This validation requires both data integrity and traceability, which are some of the major drivers for digital transformation in the lab. “Many pharma companies are plagued by dark data—scientists within the organization or even within the same department may be unaware of similar or preexisting studies,” says EPAM’s Chief Scientist Chris Waller.
One cause of dark data is the inability to trace the development of initiatives through disjointed emails spread across several inboxes. Julie Gorenstein, Director of Data & Analytics at Takeda, elaborates on these challenges. “Generally speaking, everybody has exactly the same problem: There's a lot of data; how do you organize it to make it queryable and visualizable?”

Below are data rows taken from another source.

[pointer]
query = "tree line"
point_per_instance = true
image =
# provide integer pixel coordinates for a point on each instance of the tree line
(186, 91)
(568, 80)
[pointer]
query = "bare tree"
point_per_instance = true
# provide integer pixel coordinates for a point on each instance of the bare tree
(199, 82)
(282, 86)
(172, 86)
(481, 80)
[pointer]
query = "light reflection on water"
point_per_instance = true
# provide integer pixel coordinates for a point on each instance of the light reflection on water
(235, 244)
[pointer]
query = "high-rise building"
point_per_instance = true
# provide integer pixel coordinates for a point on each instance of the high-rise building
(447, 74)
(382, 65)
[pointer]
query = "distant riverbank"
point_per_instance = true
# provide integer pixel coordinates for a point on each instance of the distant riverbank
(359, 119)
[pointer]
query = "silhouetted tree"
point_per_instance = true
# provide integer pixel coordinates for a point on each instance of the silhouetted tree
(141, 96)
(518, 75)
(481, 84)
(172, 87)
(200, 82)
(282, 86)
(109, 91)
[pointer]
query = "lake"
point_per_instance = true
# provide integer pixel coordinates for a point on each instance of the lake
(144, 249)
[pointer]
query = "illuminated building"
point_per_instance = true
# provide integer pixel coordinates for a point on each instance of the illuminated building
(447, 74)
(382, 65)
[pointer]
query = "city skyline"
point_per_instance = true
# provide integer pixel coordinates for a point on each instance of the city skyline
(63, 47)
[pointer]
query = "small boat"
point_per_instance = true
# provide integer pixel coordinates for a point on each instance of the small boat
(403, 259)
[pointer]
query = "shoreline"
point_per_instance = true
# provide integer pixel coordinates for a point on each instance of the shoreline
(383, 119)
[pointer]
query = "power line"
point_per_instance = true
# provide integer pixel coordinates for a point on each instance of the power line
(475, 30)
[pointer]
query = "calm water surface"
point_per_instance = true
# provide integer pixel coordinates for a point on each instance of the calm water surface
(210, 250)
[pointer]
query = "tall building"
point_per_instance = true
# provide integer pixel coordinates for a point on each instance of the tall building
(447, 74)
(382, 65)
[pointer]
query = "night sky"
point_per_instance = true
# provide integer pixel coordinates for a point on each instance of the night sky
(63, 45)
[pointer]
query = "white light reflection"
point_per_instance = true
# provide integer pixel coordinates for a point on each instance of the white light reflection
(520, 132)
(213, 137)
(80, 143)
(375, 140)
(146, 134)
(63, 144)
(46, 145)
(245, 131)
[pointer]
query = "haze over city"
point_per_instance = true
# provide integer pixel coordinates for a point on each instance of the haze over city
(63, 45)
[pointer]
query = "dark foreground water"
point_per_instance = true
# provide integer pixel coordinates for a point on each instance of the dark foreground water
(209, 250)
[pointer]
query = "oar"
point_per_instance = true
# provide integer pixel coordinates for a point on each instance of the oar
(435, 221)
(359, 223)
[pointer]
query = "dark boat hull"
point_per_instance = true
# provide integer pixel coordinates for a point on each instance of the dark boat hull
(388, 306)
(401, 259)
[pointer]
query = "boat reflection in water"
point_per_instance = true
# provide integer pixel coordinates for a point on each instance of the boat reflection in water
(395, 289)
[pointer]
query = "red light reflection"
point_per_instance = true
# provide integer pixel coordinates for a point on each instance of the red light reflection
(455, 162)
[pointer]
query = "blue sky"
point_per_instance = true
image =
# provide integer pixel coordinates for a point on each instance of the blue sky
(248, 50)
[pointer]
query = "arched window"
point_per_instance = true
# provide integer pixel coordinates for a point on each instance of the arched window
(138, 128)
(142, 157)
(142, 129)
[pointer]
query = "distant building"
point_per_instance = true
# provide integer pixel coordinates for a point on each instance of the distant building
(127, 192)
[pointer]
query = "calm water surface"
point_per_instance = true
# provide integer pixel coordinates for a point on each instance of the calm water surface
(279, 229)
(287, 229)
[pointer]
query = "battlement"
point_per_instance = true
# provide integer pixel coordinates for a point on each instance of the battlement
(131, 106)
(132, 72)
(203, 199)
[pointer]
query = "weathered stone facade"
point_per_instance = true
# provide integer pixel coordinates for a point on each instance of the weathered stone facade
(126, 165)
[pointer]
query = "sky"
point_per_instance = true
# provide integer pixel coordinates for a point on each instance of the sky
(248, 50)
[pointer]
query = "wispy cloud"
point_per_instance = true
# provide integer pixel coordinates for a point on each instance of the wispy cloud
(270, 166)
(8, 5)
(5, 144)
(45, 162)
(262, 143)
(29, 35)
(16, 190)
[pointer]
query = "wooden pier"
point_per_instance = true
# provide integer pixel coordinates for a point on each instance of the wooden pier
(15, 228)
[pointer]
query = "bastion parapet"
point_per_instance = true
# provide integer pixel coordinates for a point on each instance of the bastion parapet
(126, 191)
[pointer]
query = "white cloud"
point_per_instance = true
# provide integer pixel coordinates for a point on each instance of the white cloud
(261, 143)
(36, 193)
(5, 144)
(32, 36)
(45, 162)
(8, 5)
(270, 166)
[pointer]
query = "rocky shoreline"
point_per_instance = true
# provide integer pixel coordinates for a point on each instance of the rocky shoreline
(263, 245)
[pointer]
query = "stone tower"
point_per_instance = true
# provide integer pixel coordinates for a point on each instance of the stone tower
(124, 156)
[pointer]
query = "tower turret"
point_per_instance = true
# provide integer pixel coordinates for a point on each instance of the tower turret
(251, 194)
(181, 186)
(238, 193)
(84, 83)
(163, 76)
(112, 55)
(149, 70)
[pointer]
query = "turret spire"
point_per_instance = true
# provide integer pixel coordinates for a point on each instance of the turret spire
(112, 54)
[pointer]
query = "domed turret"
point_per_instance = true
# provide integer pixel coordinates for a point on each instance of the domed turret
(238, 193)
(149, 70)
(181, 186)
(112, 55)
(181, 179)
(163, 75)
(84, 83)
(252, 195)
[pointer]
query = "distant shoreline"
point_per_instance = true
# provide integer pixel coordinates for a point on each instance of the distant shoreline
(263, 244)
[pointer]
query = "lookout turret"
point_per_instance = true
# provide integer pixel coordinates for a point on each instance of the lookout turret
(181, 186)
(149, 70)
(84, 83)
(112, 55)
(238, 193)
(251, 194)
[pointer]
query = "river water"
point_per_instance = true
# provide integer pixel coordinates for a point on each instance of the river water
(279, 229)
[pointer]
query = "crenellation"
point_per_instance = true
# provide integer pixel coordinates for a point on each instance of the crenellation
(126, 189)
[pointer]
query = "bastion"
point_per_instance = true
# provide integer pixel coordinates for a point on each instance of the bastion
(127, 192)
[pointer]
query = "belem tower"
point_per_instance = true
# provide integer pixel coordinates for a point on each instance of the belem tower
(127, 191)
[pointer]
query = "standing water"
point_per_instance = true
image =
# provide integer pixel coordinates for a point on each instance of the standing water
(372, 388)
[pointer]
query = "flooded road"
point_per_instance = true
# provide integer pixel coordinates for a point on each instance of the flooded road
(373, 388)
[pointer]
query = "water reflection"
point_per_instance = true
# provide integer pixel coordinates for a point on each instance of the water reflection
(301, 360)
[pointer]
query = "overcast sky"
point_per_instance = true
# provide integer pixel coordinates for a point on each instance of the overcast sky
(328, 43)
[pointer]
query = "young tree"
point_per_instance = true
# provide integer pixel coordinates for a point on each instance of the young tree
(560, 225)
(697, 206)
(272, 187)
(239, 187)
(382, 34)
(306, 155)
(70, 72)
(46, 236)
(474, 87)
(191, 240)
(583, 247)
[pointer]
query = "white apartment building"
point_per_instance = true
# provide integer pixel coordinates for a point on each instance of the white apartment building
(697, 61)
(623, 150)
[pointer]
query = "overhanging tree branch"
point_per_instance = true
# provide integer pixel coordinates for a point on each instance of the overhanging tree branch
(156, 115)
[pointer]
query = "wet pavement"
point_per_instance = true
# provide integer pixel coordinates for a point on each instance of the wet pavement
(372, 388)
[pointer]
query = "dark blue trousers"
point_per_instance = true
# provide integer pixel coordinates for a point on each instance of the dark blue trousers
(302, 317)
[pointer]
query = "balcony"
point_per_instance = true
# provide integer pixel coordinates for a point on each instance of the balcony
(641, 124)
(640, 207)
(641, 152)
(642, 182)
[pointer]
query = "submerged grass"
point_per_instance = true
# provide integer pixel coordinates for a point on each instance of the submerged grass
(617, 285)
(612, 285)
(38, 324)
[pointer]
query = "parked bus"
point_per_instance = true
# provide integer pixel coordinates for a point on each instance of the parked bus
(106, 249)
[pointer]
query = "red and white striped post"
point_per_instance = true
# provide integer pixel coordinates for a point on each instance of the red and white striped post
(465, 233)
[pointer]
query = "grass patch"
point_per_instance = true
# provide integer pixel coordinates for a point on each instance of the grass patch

Gorenstein says, “There's a lot of complexity on the process of alignment within the scientific community.” A simple example, she adds, can be found in our naming procedures here. “There are ontologies that exist to simplify complexity, but how do we trace the data from a raw value through an aggregated computed value? It might be one-to-one for a sample, or it could be one-to-two, or it could be to several samples, or it could be to several samples across many populations. So, how do you capture all this information? How do you trace through? That is a huge challenge.”
To address some of these traceability challenges, EPAM and the vaccine developer team implemented AWS cloud-based tools that leverage FAIR guiding principles for scientific data management.